Route information
- Length: 538 km (334 mi)

Major junctions
- North end: Rotterdam, Netherlands
- South end: Hockenheim, Germany

Location
- Countries: Netherlands Germany

Highway system
- International E-road network; A Class; B Class;

= European route E31 =

Road in trans-European E-road network

European route E31 is an international Class-A road in Europe, part of the United Nations E-road network. It has a north–south reference, running from Rotterdam, Netherlands to Ludwigshafen, Germany.

Firstly, it leaves Rotterdam, where it links to the E19 and E25 roads.

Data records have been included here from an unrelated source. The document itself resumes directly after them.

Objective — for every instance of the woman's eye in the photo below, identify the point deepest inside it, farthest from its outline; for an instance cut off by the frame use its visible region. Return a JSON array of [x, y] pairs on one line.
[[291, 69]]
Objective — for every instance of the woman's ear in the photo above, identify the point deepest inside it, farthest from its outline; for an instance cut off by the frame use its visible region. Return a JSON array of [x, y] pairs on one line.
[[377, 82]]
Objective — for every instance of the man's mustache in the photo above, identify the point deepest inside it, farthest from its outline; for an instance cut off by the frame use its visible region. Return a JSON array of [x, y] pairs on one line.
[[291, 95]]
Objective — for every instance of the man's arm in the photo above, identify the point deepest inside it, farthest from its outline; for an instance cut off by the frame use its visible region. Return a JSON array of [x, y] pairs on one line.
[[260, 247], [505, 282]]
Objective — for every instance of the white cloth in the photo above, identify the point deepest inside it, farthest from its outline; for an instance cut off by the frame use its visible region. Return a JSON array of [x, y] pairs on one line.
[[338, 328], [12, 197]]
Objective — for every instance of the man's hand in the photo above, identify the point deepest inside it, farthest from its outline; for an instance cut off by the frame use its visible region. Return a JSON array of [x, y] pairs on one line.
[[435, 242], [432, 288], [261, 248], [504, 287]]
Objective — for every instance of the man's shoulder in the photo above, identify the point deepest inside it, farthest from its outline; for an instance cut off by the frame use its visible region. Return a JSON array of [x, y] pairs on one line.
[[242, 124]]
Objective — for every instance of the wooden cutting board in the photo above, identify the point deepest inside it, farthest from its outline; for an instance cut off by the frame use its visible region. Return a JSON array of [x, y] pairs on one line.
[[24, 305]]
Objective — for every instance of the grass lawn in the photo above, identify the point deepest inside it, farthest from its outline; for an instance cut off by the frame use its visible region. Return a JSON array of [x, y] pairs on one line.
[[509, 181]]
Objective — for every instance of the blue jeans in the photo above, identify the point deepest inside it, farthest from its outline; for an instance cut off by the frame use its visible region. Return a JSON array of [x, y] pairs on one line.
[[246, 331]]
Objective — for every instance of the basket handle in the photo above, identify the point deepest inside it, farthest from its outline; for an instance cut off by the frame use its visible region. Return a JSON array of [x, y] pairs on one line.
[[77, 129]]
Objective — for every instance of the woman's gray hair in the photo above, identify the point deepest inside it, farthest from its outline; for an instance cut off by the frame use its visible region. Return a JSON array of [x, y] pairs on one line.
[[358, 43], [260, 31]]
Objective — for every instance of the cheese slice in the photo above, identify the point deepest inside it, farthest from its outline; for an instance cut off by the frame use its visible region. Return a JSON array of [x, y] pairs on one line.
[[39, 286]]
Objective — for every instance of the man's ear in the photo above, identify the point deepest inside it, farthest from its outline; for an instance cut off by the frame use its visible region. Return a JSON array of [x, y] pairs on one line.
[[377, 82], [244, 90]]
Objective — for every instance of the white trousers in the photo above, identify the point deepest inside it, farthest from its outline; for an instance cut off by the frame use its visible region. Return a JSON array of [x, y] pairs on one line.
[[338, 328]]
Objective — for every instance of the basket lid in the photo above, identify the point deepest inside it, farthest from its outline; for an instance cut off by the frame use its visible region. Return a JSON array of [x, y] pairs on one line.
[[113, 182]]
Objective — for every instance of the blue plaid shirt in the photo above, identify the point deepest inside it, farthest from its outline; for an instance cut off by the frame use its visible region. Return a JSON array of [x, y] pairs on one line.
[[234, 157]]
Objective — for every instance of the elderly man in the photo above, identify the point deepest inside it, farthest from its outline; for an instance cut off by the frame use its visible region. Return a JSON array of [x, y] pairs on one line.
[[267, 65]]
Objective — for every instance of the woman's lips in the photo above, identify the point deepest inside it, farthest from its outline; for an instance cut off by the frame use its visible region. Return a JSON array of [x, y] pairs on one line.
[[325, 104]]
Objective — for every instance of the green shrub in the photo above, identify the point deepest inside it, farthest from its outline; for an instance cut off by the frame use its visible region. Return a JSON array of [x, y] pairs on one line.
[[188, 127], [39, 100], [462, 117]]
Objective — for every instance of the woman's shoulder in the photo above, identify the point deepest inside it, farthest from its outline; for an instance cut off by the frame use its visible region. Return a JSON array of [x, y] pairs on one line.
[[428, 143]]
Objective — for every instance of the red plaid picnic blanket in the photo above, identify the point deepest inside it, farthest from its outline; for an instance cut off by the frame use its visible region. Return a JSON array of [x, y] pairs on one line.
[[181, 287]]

It heads roughly east through the Netherlands, passing through Gorinchem (where it connects to the E311), and Nijmegen before crossing the border into Germany.

It passes first through Goch and Krefeld in North Rhine-Westphalia and heads southwards before entering Cologne, where it links with four other E-roads: the E29, E35, E37, and E40. It then continues south, going through Koblenz (where it connects to the E44), and then on to Bingen am Rhein, where it makes its final connection, to the E42. It then reaches its final destination of Hockenheim, where the E31 connects with the E50.

Its total length is 538 km.

The route from Parma to La Spezia in Italy, although identified as E33 in the E-network, is also signposted as E31.